I have been marinating this post for like, two days now, and I am no closer to being able to articulate it well. Someone else could, I’m sure. Someone who doesn’t just turn into a flaily bundle of gestures when trying to talk about emotional ideas.
But here’s a thing: I keep seeing people complaining about the same-sex marriage decision that the Supreme Court made because they think marriage rights aren’t going to solve any problems. And quite aside from the 1200+ tangible benefits available to married couples in the United States, let me tell you what else this did:
This set a precedent.
A solid, legal precedent.
That is invaluable when it comes to the rest of the problems we are facing as a community.
Because see, the thing is, discrimination against us is categorically based on things like the gender of people we are attracted to. It is, in a very large part, based on our romantic relationships.
The Supreme Court of the United States just ruled that our relationships are constitutionally protected.
That means that other discriminations we face based on our orientation – being fired from our jobs, for example, or being denied equal housing – can now be taken to court with the legal precedent that the Supreme Court says that we are constitutionally protected. It means we have a much higher chance of winning those cases.
And on a social level, this takes HUGE steps toward normalizing same-sex attraction in day to day society. There are babies that were born today who will grow up in a world where it was always possible for them to marry their same-sex partner. They will grow up in a world where the phrase “same-sex marriage” is no longer relevant because the word “marriage” includes same-sex relationships on an equal status. They’ll grow up seeing married couples who are of the same gender. It will cease to be something remarkable because it will just be normal.
And while that doesn’t mean that hate is going to go away completely (just because something is illegal doesn’t mean people stop doing it!) it does mean that attitudes will begin to change. That’s huge. Same-sex attraction losing a large part of its stigma means that maybe fewer parents will reject their gay, lesbian, and bisexual children on the basis of their attraction in the future, which may reduce LGBT teen homelessness, which is a large problem we’re facing! The tangible benefits available through marriage will help reduce some LGBT poverty issues, especially in the elderly LGBT community who have not been able to afford medical care under their partners’ medical insurance up until now! Who have been evicted from the homes they’ve shared with their partners for years and years because their names weren’t on the lease and inheritance taxes are steep if you’re not legally married! The reduction of public stigma of our orientations and relationships will probably go a long way toward reducing LGBT teen suicides!

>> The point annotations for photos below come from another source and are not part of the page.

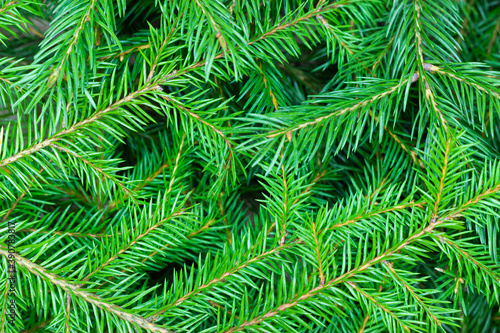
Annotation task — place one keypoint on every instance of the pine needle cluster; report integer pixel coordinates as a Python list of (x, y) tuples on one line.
[(249, 166)]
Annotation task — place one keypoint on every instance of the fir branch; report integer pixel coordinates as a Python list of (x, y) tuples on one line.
[(410, 289), (127, 246), (443, 177), (222, 277), (92, 299), (339, 112), (80, 26), (375, 213), (378, 304), (344, 278)]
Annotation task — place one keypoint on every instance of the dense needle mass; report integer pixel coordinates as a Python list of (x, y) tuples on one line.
[(257, 166)]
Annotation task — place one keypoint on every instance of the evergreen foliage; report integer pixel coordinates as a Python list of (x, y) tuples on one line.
[(257, 166)]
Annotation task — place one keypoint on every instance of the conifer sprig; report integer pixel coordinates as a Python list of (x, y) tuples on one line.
[(249, 166)]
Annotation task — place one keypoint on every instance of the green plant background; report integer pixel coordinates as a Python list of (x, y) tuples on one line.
[(257, 165)]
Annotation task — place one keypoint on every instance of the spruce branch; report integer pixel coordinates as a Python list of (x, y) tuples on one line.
[(92, 299)]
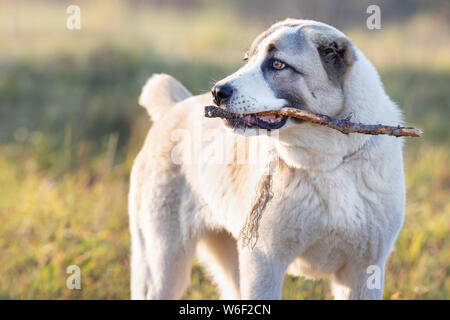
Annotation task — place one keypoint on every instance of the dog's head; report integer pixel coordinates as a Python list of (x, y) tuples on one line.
[(295, 63)]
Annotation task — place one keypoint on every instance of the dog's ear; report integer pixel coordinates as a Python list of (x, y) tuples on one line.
[(337, 56)]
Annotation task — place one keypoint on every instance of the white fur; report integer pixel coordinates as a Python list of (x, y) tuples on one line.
[(338, 200)]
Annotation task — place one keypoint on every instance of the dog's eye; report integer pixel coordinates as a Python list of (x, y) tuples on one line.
[(278, 65)]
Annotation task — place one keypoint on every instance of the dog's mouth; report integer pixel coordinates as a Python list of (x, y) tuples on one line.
[(255, 120)]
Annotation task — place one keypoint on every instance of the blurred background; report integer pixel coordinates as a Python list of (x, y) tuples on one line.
[(70, 128)]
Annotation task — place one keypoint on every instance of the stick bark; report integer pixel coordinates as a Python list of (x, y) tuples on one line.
[(344, 125)]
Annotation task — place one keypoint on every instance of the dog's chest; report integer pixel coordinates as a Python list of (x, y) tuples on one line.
[(322, 215)]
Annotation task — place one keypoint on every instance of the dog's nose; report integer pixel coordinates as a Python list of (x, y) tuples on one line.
[(221, 93)]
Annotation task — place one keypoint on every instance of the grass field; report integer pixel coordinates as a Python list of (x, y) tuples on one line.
[(70, 128)]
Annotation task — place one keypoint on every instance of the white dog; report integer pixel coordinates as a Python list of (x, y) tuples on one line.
[(334, 204)]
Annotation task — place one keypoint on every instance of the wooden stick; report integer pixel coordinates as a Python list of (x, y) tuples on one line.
[(344, 125)]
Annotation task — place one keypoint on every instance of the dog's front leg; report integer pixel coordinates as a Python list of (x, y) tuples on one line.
[(261, 273)]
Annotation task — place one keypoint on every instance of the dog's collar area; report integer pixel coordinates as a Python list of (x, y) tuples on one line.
[(361, 152)]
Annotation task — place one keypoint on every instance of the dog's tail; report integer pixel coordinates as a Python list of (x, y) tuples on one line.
[(160, 93)]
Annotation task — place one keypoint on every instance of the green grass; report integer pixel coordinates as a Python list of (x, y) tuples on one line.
[(70, 128)]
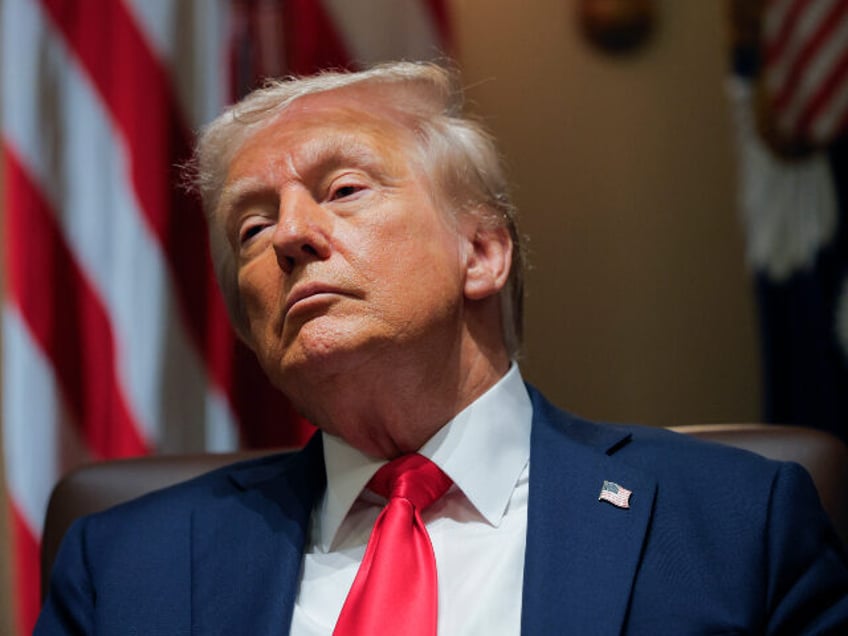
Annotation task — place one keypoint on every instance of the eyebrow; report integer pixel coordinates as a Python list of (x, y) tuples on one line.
[(325, 154)]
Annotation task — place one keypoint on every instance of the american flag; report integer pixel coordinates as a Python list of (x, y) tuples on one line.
[(615, 494), (805, 46), (115, 336)]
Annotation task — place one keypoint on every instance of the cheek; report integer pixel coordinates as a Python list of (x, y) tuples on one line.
[(260, 290)]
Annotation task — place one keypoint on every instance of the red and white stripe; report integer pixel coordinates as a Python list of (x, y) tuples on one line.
[(115, 336), (806, 67)]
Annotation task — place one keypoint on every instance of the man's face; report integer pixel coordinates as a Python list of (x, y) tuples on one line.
[(343, 258)]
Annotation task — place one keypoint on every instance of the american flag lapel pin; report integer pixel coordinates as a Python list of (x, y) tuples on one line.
[(615, 494)]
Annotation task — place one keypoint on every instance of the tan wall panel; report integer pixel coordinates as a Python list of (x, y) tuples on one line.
[(639, 307)]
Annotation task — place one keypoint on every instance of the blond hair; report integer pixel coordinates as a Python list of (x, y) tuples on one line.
[(458, 154)]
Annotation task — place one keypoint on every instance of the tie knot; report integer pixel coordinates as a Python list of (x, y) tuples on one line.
[(412, 477)]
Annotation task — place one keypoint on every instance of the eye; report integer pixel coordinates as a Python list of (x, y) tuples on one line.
[(344, 191), (250, 228)]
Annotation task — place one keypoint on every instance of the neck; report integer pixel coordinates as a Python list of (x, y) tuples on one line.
[(392, 406)]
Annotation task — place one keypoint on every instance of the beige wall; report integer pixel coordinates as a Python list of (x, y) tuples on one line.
[(638, 303)]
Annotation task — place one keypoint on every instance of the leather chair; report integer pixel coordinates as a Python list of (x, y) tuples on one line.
[(98, 486)]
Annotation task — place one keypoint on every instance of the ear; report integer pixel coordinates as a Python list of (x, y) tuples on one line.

What this decision does, more than anything, is provide a basis and a workable foundation for all the work we still have left to do. It gives us a huge boost. It gives us hope.
And the fact that some people are shitting on this because it doesn’t immediately solve all the other problems facing the community today just shows how little we understand about the long, multifaceted struggle, and how much winning one big battle can turn the tide in a long, exhausting war for equality.
This decision is huge, and awe-inspiring, and it’s worth our time and energy to celebrate it and be happy about it and allow ourselves to feel hope.